Practical action began in India with mass immunization campaigns in collaboration with the Government, mobile clinics, health education and training.   Determined to “take the hospital to the people” in remote areas with marginalized communities, IMPACT India developed imaginative solutions.  These included the Lifeline Express hospital train in India, The Boat of Life in Bangladesh, vehicles adapted to take medical personnel and equipment enabling eye, ear and orthopedic camps, training of local health workers and accessible health education.

In Thailand, Sir John and Melissa worked with Dr.

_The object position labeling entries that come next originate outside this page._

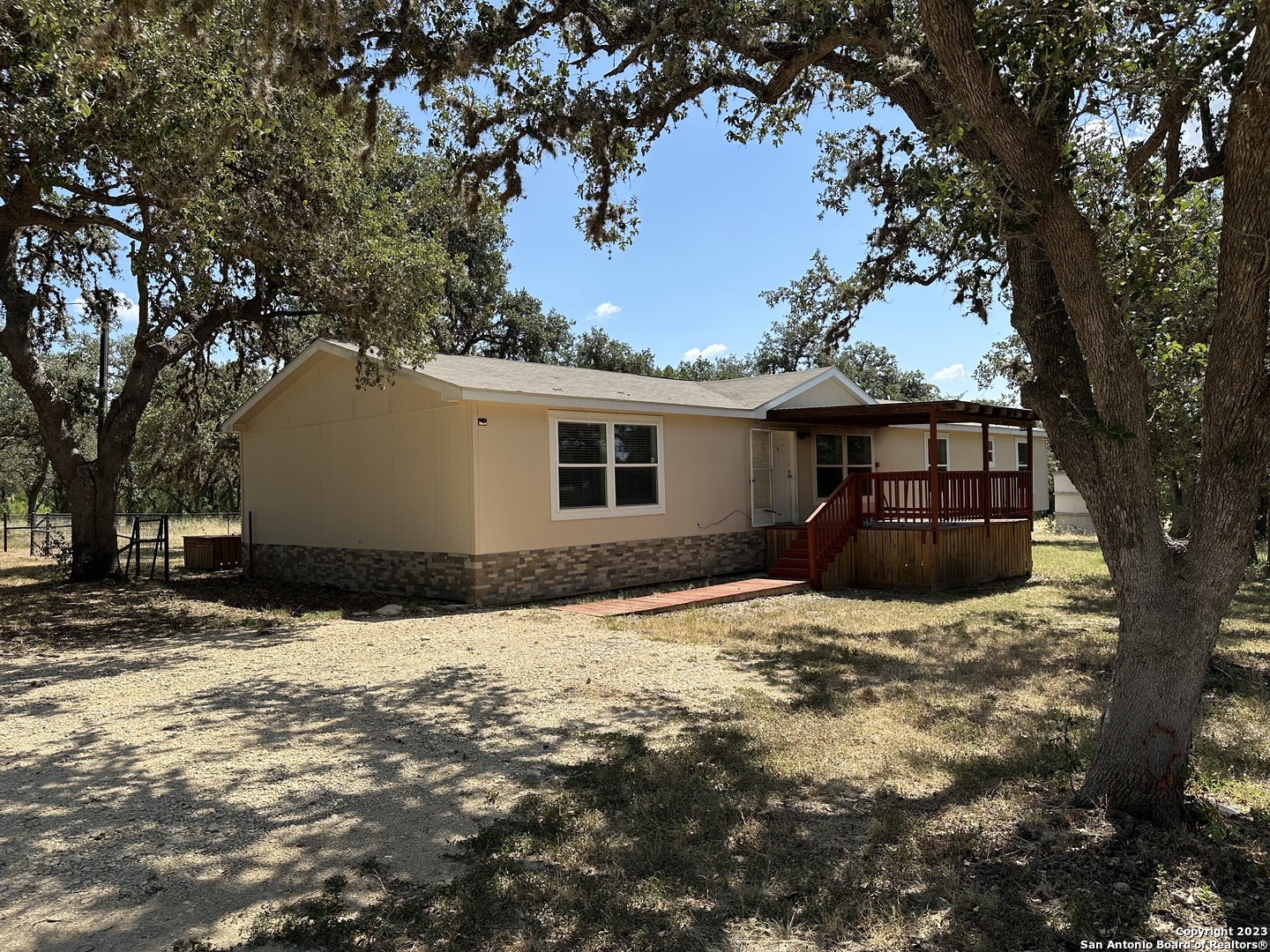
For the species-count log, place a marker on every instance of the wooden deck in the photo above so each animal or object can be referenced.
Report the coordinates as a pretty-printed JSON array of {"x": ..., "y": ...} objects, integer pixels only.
[
  {"x": 909, "y": 556},
  {"x": 741, "y": 591}
]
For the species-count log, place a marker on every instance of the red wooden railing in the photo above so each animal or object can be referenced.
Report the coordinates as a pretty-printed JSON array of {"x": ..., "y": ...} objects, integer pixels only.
[
  {"x": 832, "y": 524},
  {"x": 906, "y": 498}
]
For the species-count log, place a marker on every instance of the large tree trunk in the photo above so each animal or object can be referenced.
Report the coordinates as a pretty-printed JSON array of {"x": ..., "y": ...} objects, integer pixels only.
[
  {"x": 1168, "y": 635},
  {"x": 1168, "y": 622},
  {"x": 1090, "y": 389},
  {"x": 94, "y": 542}
]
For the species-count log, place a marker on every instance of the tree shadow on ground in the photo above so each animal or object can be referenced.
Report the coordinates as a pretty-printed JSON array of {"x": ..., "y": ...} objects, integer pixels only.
[
  {"x": 131, "y": 838},
  {"x": 698, "y": 844}
]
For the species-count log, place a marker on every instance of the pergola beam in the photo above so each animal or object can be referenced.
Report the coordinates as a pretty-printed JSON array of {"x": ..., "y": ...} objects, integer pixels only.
[{"x": 900, "y": 414}]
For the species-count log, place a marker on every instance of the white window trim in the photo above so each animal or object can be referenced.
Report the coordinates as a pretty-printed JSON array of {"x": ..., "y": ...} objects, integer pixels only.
[
  {"x": 609, "y": 466},
  {"x": 947, "y": 452}
]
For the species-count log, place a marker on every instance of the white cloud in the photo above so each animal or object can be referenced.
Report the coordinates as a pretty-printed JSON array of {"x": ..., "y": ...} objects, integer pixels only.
[
  {"x": 127, "y": 312},
  {"x": 710, "y": 352},
  {"x": 950, "y": 374}
]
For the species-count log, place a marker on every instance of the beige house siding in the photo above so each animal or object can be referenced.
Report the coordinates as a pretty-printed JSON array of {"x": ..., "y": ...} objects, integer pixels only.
[
  {"x": 401, "y": 470},
  {"x": 706, "y": 464},
  {"x": 328, "y": 465},
  {"x": 900, "y": 449}
]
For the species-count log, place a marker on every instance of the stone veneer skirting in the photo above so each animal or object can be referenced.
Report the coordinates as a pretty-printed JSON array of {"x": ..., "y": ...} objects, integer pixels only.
[{"x": 507, "y": 577}]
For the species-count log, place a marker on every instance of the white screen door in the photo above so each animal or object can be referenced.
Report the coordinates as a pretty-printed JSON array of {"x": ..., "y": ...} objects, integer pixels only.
[{"x": 771, "y": 476}]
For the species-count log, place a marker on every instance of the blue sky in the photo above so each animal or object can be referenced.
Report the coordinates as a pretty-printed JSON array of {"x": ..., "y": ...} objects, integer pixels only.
[{"x": 719, "y": 224}]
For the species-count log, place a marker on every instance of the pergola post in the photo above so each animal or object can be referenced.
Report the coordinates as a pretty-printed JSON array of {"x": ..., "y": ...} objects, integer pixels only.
[
  {"x": 934, "y": 453},
  {"x": 1029, "y": 487},
  {"x": 986, "y": 484}
]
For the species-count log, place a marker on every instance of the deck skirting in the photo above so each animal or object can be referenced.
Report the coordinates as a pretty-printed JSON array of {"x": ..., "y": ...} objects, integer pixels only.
[{"x": 914, "y": 559}]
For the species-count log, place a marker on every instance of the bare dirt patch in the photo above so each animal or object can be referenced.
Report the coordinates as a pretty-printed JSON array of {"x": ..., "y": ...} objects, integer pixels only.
[{"x": 173, "y": 759}]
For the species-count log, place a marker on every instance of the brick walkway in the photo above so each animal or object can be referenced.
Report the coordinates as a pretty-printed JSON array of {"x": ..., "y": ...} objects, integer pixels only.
[{"x": 741, "y": 591}]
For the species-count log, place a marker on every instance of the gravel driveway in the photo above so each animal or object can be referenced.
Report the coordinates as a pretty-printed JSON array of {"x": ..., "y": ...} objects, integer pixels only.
[{"x": 152, "y": 793}]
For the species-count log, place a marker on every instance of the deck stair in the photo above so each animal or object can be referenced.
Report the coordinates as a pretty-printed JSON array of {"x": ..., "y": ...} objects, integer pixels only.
[{"x": 794, "y": 562}]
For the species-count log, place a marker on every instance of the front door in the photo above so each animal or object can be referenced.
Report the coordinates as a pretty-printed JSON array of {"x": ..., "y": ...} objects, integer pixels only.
[{"x": 773, "y": 476}]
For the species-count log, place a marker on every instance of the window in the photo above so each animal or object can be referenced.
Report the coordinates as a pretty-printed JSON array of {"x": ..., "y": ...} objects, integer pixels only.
[
  {"x": 830, "y": 469},
  {"x": 943, "y": 462},
  {"x": 606, "y": 466}
]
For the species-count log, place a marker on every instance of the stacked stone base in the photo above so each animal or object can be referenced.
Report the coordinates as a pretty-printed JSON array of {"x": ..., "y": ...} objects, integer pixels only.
[{"x": 508, "y": 577}]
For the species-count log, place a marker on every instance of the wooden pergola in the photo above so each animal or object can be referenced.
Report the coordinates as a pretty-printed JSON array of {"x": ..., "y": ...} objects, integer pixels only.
[{"x": 926, "y": 413}]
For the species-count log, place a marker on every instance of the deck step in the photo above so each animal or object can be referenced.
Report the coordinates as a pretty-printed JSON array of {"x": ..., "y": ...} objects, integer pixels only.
[{"x": 790, "y": 573}]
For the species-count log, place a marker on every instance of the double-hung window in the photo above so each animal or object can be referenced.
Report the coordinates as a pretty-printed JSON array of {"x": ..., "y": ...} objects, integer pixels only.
[
  {"x": 606, "y": 466},
  {"x": 832, "y": 467},
  {"x": 941, "y": 461}
]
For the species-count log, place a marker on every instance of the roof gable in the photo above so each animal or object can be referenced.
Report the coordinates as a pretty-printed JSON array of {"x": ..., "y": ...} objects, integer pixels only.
[{"x": 549, "y": 385}]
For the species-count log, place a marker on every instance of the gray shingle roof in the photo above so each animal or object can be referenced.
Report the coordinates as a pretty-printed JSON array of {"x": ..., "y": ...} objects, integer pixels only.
[{"x": 549, "y": 381}]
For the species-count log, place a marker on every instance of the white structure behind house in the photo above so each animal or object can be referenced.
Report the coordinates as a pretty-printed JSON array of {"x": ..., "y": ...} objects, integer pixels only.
[{"x": 1071, "y": 514}]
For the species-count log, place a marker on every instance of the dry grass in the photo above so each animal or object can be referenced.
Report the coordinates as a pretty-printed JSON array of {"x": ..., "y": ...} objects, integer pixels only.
[
  {"x": 912, "y": 792},
  {"x": 40, "y": 611}
]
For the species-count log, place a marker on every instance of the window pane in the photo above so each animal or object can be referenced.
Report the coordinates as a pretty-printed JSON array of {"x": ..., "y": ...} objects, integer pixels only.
[
  {"x": 582, "y": 487},
  {"x": 828, "y": 450},
  {"x": 582, "y": 442},
  {"x": 761, "y": 489},
  {"x": 761, "y": 449},
  {"x": 634, "y": 444},
  {"x": 637, "y": 485},
  {"x": 827, "y": 479}
]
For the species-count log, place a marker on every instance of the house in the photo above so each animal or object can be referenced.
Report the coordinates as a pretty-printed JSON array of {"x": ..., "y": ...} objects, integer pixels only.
[{"x": 497, "y": 481}]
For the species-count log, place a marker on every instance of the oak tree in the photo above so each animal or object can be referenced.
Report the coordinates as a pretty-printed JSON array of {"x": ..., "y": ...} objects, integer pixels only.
[{"x": 169, "y": 153}]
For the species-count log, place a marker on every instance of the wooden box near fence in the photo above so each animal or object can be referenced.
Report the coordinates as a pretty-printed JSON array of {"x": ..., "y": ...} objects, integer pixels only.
[{"x": 213, "y": 553}]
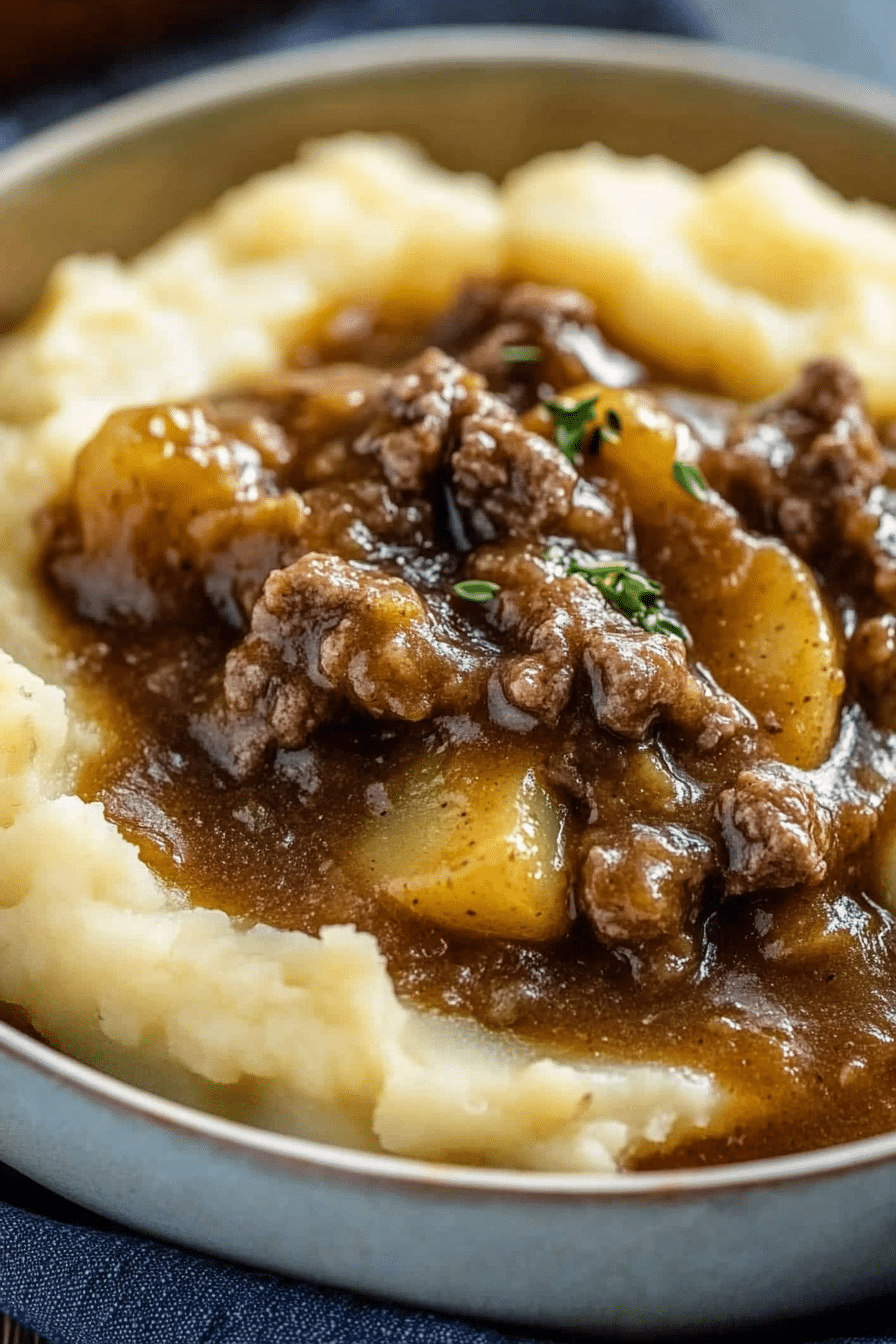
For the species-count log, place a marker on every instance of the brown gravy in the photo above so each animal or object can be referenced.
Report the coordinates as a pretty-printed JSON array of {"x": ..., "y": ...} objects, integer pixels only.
[{"x": 787, "y": 995}]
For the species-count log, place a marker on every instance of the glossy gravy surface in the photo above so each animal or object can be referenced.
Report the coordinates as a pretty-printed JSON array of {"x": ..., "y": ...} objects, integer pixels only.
[{"x": 787, "y": 996}]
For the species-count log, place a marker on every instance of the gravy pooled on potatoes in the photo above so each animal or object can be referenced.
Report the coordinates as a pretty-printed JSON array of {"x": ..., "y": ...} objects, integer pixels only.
[{"x": 574, "y": 688}]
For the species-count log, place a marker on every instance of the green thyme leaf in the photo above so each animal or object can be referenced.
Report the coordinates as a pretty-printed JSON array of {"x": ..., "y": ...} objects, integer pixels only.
[
  {"x": 691, "y": 479},
  {"x": 570, "y": 422},
  {"x": 632, "y": 593},
  {"x": 476, "y": 590},
  {"x": 520, "y": 354},
  {"x": 611, "y": 428}
]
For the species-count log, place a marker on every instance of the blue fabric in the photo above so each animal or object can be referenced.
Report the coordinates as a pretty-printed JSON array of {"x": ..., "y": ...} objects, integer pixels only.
[{"x": 66, "y": 1273}]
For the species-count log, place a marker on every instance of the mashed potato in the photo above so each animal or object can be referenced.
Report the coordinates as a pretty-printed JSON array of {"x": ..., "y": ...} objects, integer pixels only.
[{"x": 298, "y": 1034}]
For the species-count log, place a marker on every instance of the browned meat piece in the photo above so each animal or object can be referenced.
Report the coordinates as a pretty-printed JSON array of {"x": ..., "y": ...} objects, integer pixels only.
[
  {"x": 489, "y": 317},
  {"x": 872, "y": 661},
  {"x": 509, "y": 481},
  {"x": 563, "y": 626},
  {"x": 418, "y": 420},
  {"x": 328, "y": 633},
  {"x": 777, "y": 828},
  {"x": 645, "y": 886},
  {"x": 809, "y": 467}
]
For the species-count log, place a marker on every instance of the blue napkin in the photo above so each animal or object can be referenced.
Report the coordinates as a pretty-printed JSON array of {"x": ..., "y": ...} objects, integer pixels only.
[{"x": 66, "y": 1273}]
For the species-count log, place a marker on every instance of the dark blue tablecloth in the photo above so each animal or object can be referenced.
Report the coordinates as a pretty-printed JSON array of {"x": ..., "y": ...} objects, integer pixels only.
[{"x": 66, "y": 1273}]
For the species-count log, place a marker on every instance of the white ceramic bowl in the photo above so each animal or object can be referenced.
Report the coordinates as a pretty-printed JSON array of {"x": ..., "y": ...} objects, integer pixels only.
[{"x": 637, "y": 1253}]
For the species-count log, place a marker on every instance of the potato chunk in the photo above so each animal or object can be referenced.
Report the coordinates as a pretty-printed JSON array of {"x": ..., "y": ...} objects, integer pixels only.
[
  {"x": 474, "y": 844},
  {"x": 767, "y": 637},
  {"x": 773, "y": 645},
  {"x": 159, "y": 496}
]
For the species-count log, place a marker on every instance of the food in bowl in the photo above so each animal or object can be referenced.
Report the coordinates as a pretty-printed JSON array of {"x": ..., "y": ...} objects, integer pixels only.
[{"x": 439, "y": 714}]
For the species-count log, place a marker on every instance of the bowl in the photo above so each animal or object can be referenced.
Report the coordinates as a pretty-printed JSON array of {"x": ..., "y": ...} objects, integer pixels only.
[{"x": 636, "y": 1253}]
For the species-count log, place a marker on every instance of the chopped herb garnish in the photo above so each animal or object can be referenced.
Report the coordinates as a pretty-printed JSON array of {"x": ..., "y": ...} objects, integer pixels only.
[
  {"x": 476, "y": 590},
  {"x": 611, "y": 428},
  {"x": 691, "y": 480},
  {"x": 570, "y": 424},
  {"x": 520, "y": 354},
  {"x": 632, "y": 593}
]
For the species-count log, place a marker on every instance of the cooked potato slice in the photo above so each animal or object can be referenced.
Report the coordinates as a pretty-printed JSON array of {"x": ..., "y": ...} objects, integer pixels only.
[
  {"x": 773, "y": 645},
  {"x": 767, "y": 639},
  {"x": 473, "y": 844}
]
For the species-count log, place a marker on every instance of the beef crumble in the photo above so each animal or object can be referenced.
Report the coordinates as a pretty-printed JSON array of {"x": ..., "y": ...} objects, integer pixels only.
[{"x": 282, "y": 602}]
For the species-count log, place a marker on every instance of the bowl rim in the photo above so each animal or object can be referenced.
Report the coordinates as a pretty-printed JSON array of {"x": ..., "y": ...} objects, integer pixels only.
[{"x": 387, "y": 53}]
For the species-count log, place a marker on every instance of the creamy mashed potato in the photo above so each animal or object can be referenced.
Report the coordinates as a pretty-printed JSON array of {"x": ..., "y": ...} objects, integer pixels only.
[{"x": 298, "y": 1034}]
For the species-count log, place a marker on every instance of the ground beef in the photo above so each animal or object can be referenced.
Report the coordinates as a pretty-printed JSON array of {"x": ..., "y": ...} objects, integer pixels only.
[
  {"x": 512, "y": 483},
  {"x": 646, "y": 887},
  {"x": 564, "y": 629},
  {"x": 810, "y": 468},
  {"x": 421, "y": 407},
  {"x": 489, "y": 317},
  {"x": 777, "y": 829},
  {"x": 328, "y": 633}
]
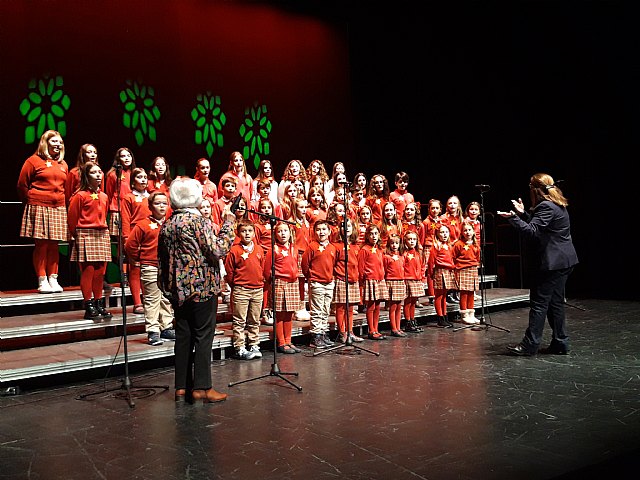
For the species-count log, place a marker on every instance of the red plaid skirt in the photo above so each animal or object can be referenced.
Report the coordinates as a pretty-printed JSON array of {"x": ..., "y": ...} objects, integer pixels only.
[
  {"x": 287, "y": 296},
  {"x": 415, "y": 288},
  {"x": 44, "y": 223},
  {"x": 467, "y": 279},
  {"x": 444, "y": 279},
  {"x": 91, "y": 245},
  {"x": 373, "y": 290},
  {"x": 340, "y": 292},
  {"x": 300, "y": 274},
  {"x": 397, "y": 290},
  {"x": 114, "y": 218}
]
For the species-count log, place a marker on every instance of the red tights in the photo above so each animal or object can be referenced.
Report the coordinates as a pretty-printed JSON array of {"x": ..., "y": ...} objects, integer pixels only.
[
  {"x": 45, "y": 257},
  {"x": 440, "y": 302},
  {"x": 135, "y": 284},
  {"x": 373, "y": 315},
  {"x": 91, "y": 278},
  {"x": 341, "y": 318},
  {"x": 466, "y": 300},
  {"x": 410, "y": 308},
  {"x": 283, "y": 328},
  {"x": 395, "y": 312}
]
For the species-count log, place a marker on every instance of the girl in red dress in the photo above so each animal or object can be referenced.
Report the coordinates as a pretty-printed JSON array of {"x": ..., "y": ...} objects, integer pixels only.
[
  {"x": 344, "y": 282},
  {"x": 394, "y": 278},
  {"x": 92, "y": 246},
  {"x": 287, "y": 299},
  {"x": 88, "y": 153},
  {"x": 159, "y": 177},
  {"x": 371, "y": 277},
  {"x": 442, "y": 270},
  {"x": 316, "y": 206},
  {"x": 413, "y": 273},
  {"x": 466, "y": 257},
  {"x": 390, "y": 224},
  {"x": 377, "y": 196},
  {"x": 41, "y": 188},
  {"x": 238, "y": 170}
]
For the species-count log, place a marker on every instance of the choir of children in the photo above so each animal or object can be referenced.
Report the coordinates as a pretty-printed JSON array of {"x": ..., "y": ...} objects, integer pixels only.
[{"x": 393, "y": 255}]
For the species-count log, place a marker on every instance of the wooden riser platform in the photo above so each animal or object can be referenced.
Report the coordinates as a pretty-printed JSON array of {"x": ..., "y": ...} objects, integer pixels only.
[{"x": 21, "y": 365}]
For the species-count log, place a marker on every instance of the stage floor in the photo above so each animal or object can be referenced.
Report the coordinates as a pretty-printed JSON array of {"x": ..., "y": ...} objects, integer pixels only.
[{"x": 435, "y": 405}]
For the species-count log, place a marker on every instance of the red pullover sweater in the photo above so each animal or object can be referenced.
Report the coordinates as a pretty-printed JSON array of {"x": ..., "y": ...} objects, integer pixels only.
[
  {"x": 244, "y": 268},
  {"x": 87, "y": 210},
  {"x": 142, "y": 244},
  {"x": 285, "y": 258},
  {"x": 393, "y": 266},
  {"x": 318, "y": 262},
  {"x": 111, "y": 186},
  {"x": 42, "y": 182},
  {"x": 465, "y": 255},
  {"x": 134, "y": 208},
  {"x": 440, "y": 257},
  {"x": 412, "y": 265},
  {"x": 370, "y": 263},
  {"x": 338, "y": 270}
]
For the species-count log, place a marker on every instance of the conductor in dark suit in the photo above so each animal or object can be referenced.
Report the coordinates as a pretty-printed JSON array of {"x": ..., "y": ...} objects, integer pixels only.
[{"x": 548, "y": 228}]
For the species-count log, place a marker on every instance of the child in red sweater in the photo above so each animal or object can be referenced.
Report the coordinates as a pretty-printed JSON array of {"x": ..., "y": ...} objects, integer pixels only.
[
  {"x": 400, "y": 196},
  {"x": 92, "y": 246},
  {"x": 245, "y": 270},
  {"x": 287, "y": 298},
  {"x": 351, "y": 282},
  {"x": 142, "y": 250},
  {"x": 466, "y": 257},
  {"x": 394, "y": 278},
  {"x": 301, "y": 240},
  {"x": 413, "y": 273},
  {"x": 371, "y": 272},
  {"x": 442, "y": 270},
  {"x": 44, "y": 219},
  {"x": 318, "y": 263},
  {"x": 431, "y": 224},
  {"x": 135, "y": 207},
  {"x": 118, "y": 176}
]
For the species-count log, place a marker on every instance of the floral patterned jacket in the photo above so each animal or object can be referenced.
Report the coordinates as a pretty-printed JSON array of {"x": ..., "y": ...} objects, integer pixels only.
[{"x": 188, "y": 256}]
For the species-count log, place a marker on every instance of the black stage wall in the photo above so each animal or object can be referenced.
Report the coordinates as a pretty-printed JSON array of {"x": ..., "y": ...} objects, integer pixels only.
[{"x": 467, "y": 94}]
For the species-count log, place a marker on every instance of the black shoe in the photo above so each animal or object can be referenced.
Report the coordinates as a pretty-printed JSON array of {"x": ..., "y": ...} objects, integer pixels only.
[
  {"x": 520, "y": 350},
  {"x": 411, "y": 327},
  {"x": 555, "y": 349},
  {"x": 318, "y": 342},
  {"x": 443, "y": 322},
  {"x": 236, "y": 204}
]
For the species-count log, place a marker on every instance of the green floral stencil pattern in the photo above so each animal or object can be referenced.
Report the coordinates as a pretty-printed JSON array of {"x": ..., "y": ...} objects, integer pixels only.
[
  {"x": 44, "y": 107},
  {"x": 255, "y": 131},
  {"x": 140, "y": 111},
  {"x": 209, "y": 119}
]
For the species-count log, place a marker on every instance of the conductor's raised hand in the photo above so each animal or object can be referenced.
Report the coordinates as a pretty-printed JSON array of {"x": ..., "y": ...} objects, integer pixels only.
[{"x": 518, "y": 205}]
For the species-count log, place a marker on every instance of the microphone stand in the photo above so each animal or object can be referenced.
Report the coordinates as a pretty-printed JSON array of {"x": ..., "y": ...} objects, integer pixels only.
[
  {"x": 348, "y": 320},
  {"x": 275, "y": 369},
  {"x": 127, "y": 385},
  {"x": 483, "y": 324}
]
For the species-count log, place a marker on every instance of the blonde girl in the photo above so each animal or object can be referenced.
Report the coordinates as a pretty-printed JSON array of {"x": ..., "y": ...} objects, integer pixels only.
[
  {"x": 442, "y": 270},
  {"x": 287, "y": 298},
  {"x": 371, "y": 277},
  {"x": 466, "y": 257},
  {"x": 394, "y": 278}
]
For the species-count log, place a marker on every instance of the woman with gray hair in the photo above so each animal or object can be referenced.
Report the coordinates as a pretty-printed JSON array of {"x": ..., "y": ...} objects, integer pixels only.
[{"x": 189, "y": 276}]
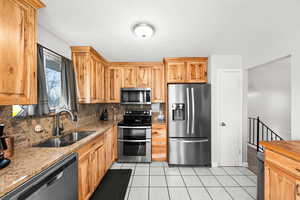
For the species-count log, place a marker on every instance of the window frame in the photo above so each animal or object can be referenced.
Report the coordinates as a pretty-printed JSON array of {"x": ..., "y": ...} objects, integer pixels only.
[{"x": 47, "y": 52}]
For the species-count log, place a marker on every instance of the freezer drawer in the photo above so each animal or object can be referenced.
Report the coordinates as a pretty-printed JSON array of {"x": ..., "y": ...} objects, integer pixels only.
[{"x": 183, "y": 151}]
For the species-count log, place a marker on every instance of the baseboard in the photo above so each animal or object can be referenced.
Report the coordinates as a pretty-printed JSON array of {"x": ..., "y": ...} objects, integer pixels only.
[
  {"x": 214, "y": 164},
  {"x": 244, "y": 164}
]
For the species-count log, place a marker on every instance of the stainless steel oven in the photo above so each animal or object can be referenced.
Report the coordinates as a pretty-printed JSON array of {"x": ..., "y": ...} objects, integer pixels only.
[
  {"x": 135, "y": 95},
  {"x": 134, "y": 143}
]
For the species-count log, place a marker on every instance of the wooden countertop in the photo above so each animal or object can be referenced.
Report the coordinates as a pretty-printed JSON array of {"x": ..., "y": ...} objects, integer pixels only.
[
  {"x": 290, "y": 149},
  {"x": 27, "y": 162}
]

Salyaveth Lekagul, who performed ear surgeries on hundreds of people.

Melissa, Alfred and their younger son Gregory lived outside of Geneva.  Their car was the same Toyota Hilux that they had driven from Africa, across Sudan and Egypt, to her new post.

Sir John and Melissa kept up their friendship after she left IMPACT in 1986.  In 1996, when she was working in São Paulo, he sent her a fax updating her on the progress of IMPACT Foundations in several countries.    Once, when they were having dinner, Sir John left a major chunk of his chocolate dessert on his plate.  Melissa, who loved chocolate, knew that he didn’t know it was right in front of him.  She was torn between her craving for chocolate and the guilt of stealing sweets from a blind man.  Finally, she told him that he still had some delicious dessert.

To date, through IMPACT’s work, 50 million initiatives have provided accessible surgery for the restoration of sight, mobility or hearing, early identification and treatment of potentially disabling conditions, safe water and sanitation, health education and training and action for safer motherhood and child survival.  A magnificent achievement of which Melissa was justly proud.

After she retired in 2001, Melissa remained closely involved and interested in the IMPACT program.  She took on the role Ambassador to the International Federation of IMPACT Organizations for the rest of her life, from her home in the Canary Islands.  In 2006, she and her husband Alfred attended a meeting in India of all the IMPACT Foundations.